2) Analysis of simulated metagenomic data: the above simulated data were subjected to abundance estimation using centrifuge, which has been more widely used, and the metagenomic abundance estimation method of the present application.

3) The correlation analysis of the abundance estimate values of the two methods with the true abundance values shows (fig. 2) that the Pearson correlation coefficient of the centrafuge is only 0.26, whereas the Pearson correlation coefficient of the metagenomic abundance estimation method of the present application is 0.6. If 5% of the outlier estimates were removed from both methods, the Pearson correlation of centrafuge was also only increased to 0.46, whereas the Pearson correlation of the metagenomic abundance estimation method of the present application was increased to 0.95 (fig. 3).

As can be seen from example 2, compared with the more widely used centrafuge, the metagenomic abundance estimation method provided by the application can obviously improve the accuracy of metagenomic abundance estimation, thereby being beneficial to improving the sensitivity and specificity of metagenomic species identification.

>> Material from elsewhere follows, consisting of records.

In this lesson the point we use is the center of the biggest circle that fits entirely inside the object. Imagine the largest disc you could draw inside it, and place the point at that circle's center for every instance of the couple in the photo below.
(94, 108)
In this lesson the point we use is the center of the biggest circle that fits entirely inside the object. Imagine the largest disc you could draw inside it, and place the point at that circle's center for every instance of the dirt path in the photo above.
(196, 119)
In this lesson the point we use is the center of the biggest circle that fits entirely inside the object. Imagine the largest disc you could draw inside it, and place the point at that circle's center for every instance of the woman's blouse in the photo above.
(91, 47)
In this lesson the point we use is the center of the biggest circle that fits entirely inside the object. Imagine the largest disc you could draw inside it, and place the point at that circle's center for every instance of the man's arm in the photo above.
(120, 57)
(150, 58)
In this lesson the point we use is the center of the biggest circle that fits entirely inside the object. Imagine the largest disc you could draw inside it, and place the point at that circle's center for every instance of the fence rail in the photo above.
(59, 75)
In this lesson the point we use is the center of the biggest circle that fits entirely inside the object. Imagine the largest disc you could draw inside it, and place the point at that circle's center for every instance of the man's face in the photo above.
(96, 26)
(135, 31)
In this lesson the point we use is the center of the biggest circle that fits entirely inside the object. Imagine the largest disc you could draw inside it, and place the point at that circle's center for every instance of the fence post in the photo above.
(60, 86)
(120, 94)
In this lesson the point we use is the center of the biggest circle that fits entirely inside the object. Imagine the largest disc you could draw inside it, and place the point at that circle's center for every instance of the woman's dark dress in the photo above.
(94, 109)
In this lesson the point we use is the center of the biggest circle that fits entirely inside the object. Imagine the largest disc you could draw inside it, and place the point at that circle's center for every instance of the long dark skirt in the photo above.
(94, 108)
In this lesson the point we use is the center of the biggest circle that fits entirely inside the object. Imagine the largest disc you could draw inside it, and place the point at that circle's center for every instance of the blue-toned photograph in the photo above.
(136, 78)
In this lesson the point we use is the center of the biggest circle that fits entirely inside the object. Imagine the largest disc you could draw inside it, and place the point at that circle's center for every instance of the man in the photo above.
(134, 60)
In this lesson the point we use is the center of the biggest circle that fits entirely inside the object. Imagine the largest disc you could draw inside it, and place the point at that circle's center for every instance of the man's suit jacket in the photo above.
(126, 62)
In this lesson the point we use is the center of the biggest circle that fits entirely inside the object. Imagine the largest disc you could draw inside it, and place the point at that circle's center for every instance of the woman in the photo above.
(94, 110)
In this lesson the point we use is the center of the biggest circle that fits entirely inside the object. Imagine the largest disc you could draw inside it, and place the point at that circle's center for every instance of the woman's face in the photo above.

Finally, it should be noted that the above embodiments are merely illustrative of the technical solution of the present application, and not limiting thereof; although the application has been described in detail with reference to the foregoing embodiments, it will be understood by those of ordinary skill in the art that: the technical scheme described in the foregoing embodiments can be modified or some or all of the technical features thereof can be replaced by equivalents; such modifications and substitutions do not depart from the spirit of the application.

Claims

1. A method for assessing metagenomic abundance, comprising the steps of:

1) Obtaining a unique comparison position proportion of a reference genome;

3) Assessing metagenomic species abundance using a expectation maximization algorithm;

the step 2) is obtained by: quantifying the influence of species reference genome similarity comparison information based on the reference genome unique comparison position proportion, and constructing a statistical model to characterize the occurrence probability of the observed unique comparison and multiple comparison;

the statistical model is as follows:

wherein,

r is the number of metagenomic sequencing data,

s is the number of species in the metagenome,

C _ij for the probability of comparing the sequencing data i to species j, when the sequencing data i is compared only to species j, the probability is equal to P _j ，P _j For uniquely aligning positions on reference genome jProportion of the components; when sequencing data i is multiple aligned to species j, the probability is equal to 1-P _j The method comprises the steps of carrying out a first treatment on the surface of the When sequencing data i is not aligned to species j, its probability is equal to 0;

the evaluation of step 3) is as follows:

solving the statistical model constructed in the step 2) by adopting an expectation maximization algorithm, and estimating species abundance in a metagenome;

the solving is as follows: introducing a reference genome length in the desired step for calculating the number n of sequencing data from species j _j The formula is:

based on n again _j Updating abundance of species jThe formula is as follows:

2. the method of evaluating according to claim 1, wherein,

the step 1) is obtained by: based on the alignment information of the metagenome sequencing data, the ratio of the number of sequencing sequences uniquely aligned to the reference genome to the number of sequencing sequences all aligned to the reference genome is calculated.

3. The assessment method according to any one of claims 1-2, wherein said metagenome is an infectious metagenome.

4. An electronic device, comprising: a processor and a memory; the processor is connected to a memory, wherein the memory is adapted to store a computer program, the processor being adapted to invoke the computer program to perform the method of any of claims 1-3.

5. A computer storage medium, characterized in that the computer storage medium stores a computer program comprising program instructions which, when executed by a processor, perform the method of any of claims 1-3.